一碗熱湯下肚,身體裏的不适感減輕了許多。
劉景煜沉默着,低頭想着心事,可是嘴角卻牽動着一個大大的微笑。
魏千落用絲絹輕輕抹了抹嘴,擡眼看了看身旁的人,随即将手伸進了他的臂彎。
劉景煜心裏一暖,知道她選擇了毫無保留的信任,随即吹了個口哨,憨豆丢下正在享用的牛肉條,朝他倆奔來。
朱伯早已将車備好,坐在駕駛室裏候着呢。
劉景煜雙眸緊了緊,彎腰将魏千落抱在自己手臂裏,往車子後座走去。
朱伯見狀,連忙下車将後車門打開,兩人還未坐進去,憨豆就迫不及待地跳了上去。
“下去!”劉景煜一聲呵斥,憨豆顫悠悠地跳下了車,懷裏的魏千落白了他一眼。
咧開嘴笑笑,劉景煜語氣溫和地對憨豆說,“乖,小可愛,你媽咪說你的寶座在副駕駛!”
說着,将她放在後座上,折身給憨豆打開了前車門。
憨豆無語地看看魏千落,又看看劉景煜,後者一個眼色,它便聽話地跳到副駕駛座,朱伯搖搖頭,附身牽出安全帶,替憨豆系上。
後座的魏千落憋住笑意,雙眼往上翻了翻,因爲身側坐下的某人,将自己橫腰摟在了懷裏。
“别這樣,朱伯在呢!”她低聲提醒了一句,哪知某人毫不在意,居然還俯身在自己的唇上點了點。

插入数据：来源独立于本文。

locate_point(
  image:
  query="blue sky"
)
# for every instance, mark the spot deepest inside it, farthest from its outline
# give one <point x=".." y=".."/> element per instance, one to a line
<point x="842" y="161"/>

擡起臉時,他居然還厚顔無恥地說道,“新婚燕爾,我沒當着朱伯他老人家的面吻進去,已算不錯的了!都是過來人,朱伯他能理解的!”
他的話音剛落,駕駛室裏傳來一聲輕笑。
魏千落徹底無語了,這些日子,她可算是把某人看透了,時而冷漠無情,時而厚顔無恥,時而不擇手段。
這是怎樣的一個國民超偶煜老師呀。
“你真該去看看心理醫生!”她搖搖頭,無奈道。
“我抽空一定去,老婆大人!”他寵溺地揉了揉她頭頂的秀發,朝後視鏡飛去了一個眼色。
車子啓動了,穩穩地開往京都城内,魏宅。
落菲菲接到電話時,已經有種不祥的預感,她奔上樓,在書房裏找到魏啓超,扶着他往樓下客廳裏走。
任阿姨被家裏女主人的指派,出門采買食材去了。
兩人還未在自家沙發上坐定,家裏的門鈴便響了。
落菲菲一臉恐懼地看向門口,魏啓超定了定神,拍了拍妻子的肩,“我去吧!”說着,他起身向門口走去。
門外,站着司徒炜,以及另外兩位未曾謀面的女士。
其中一位慈眉善目的老人坐在輪椅上,看着約莫六十出頭的樣子。
還有一位,非常客氣地朝他點點頭,自我介紹到,“您好,魏先生,我是秋妮,這位是我家小姐,劉景煜的奶奶!”
她的話音剛落,一旁的司徒炜連忙上前補充道,“就是她老人家,将魏千落那丫頭收爲了自己的關門弟子,我華夏國刺繡大師……”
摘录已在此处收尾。